Por conta de uma sociedade machista enraizada, a igualdade de direitos parece ter ficado somente no discurso e no papel, mesmo que tenha ajudado as mulheres a conquistar condições de vida antes impensáveis. Elas entraram no mercado de trabalho, foram para as universidades (antes da Revolução, cerca de 84% das mulheres russas até aos 49 anos eram analfabetas), criaram estruturas de apoio na sociedade, como creches, lavanderias e restaurantes. Não mudaram, entretanto, o padrão de sociedade do mundo. A dupla jornada trabalhar fora e em casa nunca efetivamente acabou. "Nos anos 20, houve um sério rompimento para tentar evitar ao máximo deixar para as mulheres as tarefas domésticas. Mas nos anos 30, quando Stalin assumiu, o país voltou a ser burocrático. Pela lei elas não deveriam ter dupla jornada, mas na prática é a mulher que acaba fazendo isso", diz Segrillo.
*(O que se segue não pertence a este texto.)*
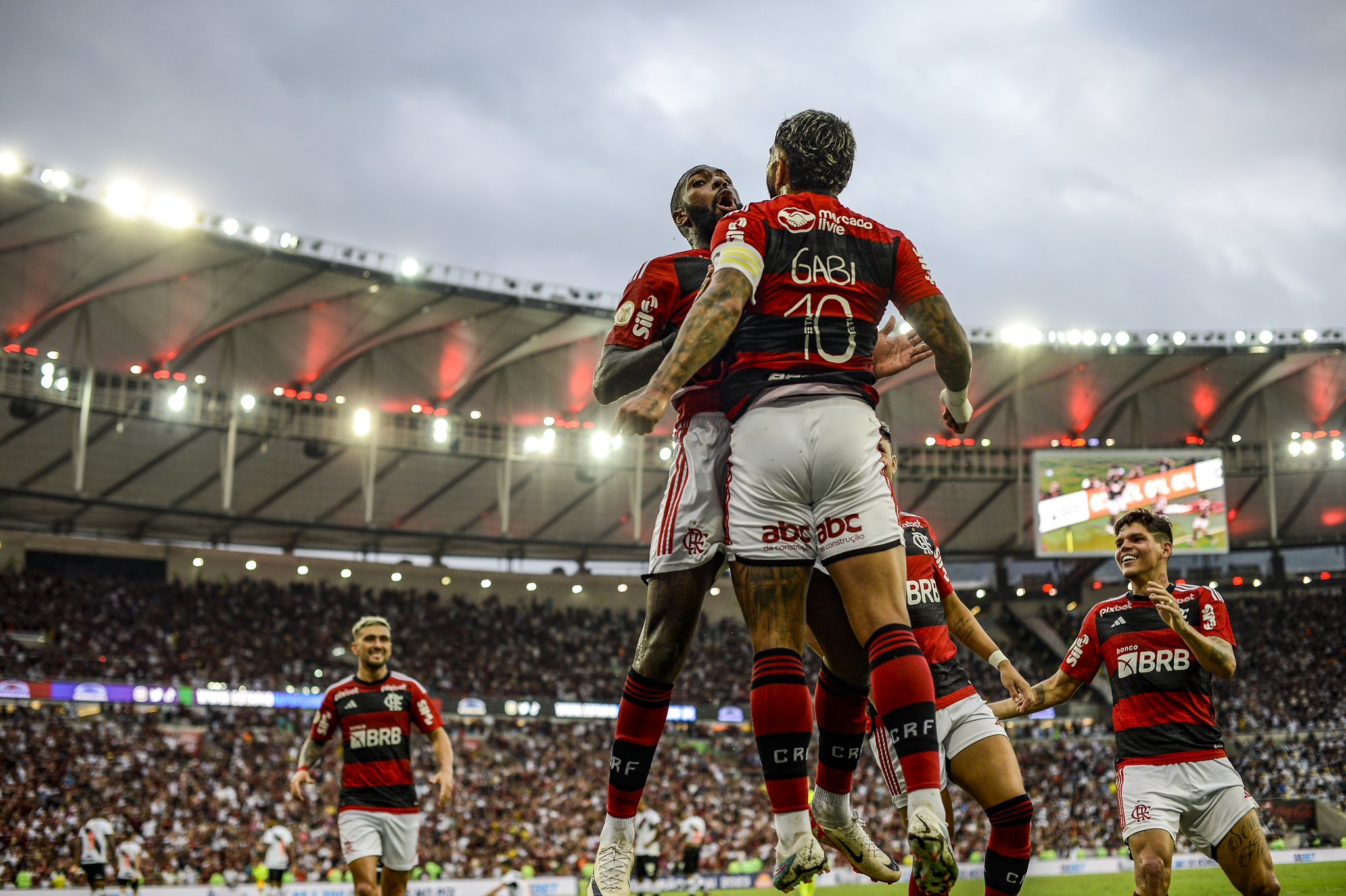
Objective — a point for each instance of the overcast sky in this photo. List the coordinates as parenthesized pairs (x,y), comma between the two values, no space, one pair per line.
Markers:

A editora da revista Marxismo Vivo, Cecília Toledo, lembra que foi curto o período que as mulheres tiveram para aproveitar as conquistas logo depois da guerra civil, em 1921, até Stalin entrar no poder, em 1930. "O jovem estado operário não teve tempo de consolidar as conquistas", explica. "Depois da morte de Lenin, houve um retrocesso em todos os âmbitos sociais." Stalin acabou com a geração de revolucionários, restaurou princípios e valores patriarcais e muitas mulheres foram condenadas, inclusive Alexandra Kollontai, líder feminista que aderiu ao stalinismo. "Hoje o capitalismo foi restaurado na Rússia e as mulheres voltaram a uma situação de desigualdade em relação aos homens, como ocorre em qualquer Estado burguês", opina Cecília. "No entanto, não é fácil apagar da memória das gerações posteriores uma mudança tão brutal."
Polêmica
A polêmica frase de Lenin, de que nenhum governo fez mais pelas mulheres do que o soviético, parece ecoar pelos quatro cantos do mundo. A historiadora Vera Lúcia Vieira, da Pontifícia Universidade Católica de São Paulo, acredita que Lenin foi um dos revolucionários que denunciou várias vezes a situação de subordinação das mulheres, a ausência de direitos e a opressão em que se encontravam. Mesmo depois das leis definidas após a Revolução, em 1917, (veja ao lado), Vera explica que Lênin continuou enfatizando em seus discursos que ainda era necessário fazer muito mais para que estas fossem reconhecidas enquanto iguais. "Em 1919, em um texto intitulado A contribuição da mulher na construção do socialismo, ele defende a tese que o germe do comunismo estava no trabalho que cotidianamente era destinado às mulheres."